I saved the clear goblets and the 1950’s glasses and bowls with lace and gold enhancements, a wedding gift to my parents. I dumped out the salt and pepper in the leaded etched glass salt and pepper shakers from my great grandmother. I looked at the pink square Teleflora vase and thought, I don’t need this.
On my way out of town I donated a box of stuff by leaving it in front of the Church Mouse thrift store, which wouldn’t open until noon.
Ten days later I got a text from my younger sis. Mom wants the square vase back.
Sheeeee-it.
I haven’t seen a square vase, I texted back.
Oh yes, I had seen it and had even been to that same thrift store a week later. The chipped cookie jar had been there on the main table.
She really wants it back. It’s from her sister, my sister texted.
Of all the things that, to me, had no value, it was that Teleflora vase. I stuck to my story that I hadn’t seen it, not wanting to make my mother more upset. Some other things were missing from her moving boxes – her Lladro porcelain musician figurines, and two Barbie dolls, one from the 60’s.
As luck would have it, my oldest child was flying into Monterey to speak at a conference. I wanted to see her since she lives back East. We set up a lunch date, and I had a reason to visit my beach town.
Yesterday I arrived here and went to the Church Mouse thrift store after it opened. There on the main table was the pink square vase with a price tag of $3.00.

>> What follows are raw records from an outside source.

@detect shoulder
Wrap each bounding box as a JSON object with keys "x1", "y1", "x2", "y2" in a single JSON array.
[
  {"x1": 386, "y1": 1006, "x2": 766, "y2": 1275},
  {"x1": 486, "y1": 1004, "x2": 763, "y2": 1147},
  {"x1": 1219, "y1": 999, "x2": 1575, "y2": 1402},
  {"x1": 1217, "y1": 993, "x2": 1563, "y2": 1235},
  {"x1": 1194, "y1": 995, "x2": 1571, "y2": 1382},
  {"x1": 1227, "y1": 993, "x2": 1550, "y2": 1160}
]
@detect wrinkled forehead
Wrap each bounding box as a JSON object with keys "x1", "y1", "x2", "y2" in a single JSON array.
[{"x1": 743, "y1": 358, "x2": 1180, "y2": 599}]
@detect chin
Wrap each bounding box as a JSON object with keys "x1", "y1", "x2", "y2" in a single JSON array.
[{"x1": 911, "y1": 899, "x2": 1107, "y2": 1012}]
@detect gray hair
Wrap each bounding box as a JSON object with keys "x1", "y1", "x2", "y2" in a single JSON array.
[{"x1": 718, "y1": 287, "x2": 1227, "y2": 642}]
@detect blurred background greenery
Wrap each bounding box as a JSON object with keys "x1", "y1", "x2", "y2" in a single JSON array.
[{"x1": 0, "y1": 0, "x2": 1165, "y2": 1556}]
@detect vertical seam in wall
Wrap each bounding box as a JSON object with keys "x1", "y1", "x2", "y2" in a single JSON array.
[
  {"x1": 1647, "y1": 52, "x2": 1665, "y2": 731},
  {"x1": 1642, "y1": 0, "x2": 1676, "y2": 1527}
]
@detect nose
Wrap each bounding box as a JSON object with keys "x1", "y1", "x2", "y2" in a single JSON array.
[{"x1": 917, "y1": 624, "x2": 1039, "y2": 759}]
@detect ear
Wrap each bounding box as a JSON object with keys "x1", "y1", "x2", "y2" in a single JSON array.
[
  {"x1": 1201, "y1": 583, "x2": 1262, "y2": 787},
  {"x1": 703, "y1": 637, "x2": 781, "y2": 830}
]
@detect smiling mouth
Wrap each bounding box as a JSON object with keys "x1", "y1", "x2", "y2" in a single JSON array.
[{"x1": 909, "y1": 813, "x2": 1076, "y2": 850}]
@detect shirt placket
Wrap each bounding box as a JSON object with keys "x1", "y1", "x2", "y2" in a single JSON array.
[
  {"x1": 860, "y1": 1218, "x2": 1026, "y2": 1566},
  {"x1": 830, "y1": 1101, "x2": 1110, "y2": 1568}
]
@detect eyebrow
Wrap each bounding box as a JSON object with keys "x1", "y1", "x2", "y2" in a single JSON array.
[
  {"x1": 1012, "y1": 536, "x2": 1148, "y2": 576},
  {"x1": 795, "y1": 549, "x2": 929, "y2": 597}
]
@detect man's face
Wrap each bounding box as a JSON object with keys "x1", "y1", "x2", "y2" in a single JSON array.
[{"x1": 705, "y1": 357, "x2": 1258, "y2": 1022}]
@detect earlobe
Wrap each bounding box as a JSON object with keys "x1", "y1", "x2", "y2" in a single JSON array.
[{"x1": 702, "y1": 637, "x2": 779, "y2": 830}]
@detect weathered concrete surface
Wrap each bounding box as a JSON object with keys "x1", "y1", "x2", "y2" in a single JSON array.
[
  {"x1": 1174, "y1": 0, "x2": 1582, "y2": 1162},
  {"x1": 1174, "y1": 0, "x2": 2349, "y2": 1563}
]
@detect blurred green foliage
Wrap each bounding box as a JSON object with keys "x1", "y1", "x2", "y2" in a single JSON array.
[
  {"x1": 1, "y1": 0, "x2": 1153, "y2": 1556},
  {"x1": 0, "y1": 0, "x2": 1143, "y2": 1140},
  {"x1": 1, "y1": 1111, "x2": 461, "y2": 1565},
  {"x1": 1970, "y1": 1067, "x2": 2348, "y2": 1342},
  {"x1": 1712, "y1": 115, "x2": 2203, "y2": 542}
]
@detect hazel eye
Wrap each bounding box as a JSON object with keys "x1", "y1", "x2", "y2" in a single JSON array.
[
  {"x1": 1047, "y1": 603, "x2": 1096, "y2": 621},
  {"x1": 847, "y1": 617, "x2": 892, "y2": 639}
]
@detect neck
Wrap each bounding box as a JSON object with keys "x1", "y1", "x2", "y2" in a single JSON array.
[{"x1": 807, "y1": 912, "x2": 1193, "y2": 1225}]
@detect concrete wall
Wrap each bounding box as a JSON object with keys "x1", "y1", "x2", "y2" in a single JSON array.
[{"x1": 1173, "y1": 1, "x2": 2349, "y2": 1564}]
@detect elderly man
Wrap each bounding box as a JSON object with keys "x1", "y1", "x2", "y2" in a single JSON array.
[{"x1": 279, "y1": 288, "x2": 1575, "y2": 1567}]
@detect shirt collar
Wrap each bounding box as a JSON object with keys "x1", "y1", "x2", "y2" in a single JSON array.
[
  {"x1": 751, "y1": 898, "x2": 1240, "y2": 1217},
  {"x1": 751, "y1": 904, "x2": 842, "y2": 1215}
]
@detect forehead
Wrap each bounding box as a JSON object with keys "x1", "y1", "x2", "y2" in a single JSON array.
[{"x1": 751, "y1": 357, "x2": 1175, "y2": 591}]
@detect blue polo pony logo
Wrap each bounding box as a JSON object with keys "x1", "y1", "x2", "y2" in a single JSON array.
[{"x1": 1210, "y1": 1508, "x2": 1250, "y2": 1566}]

I told the volunteer behind the counter my story.
“Just take it,” she said.
“No, it is worth $3.00 to get it back,” I said. “It’s a miracle it’s still here.”
I texted my sister. Found the vase!
It wasn’t a complete lie. I did find it (where I’d left it) for sale at the Church Mouse.
Couldda Wouldda Didda
I bought it back.
My sister (or my aunt) might read this post. If she does, I do hope she will have the good sense not to tell our mother.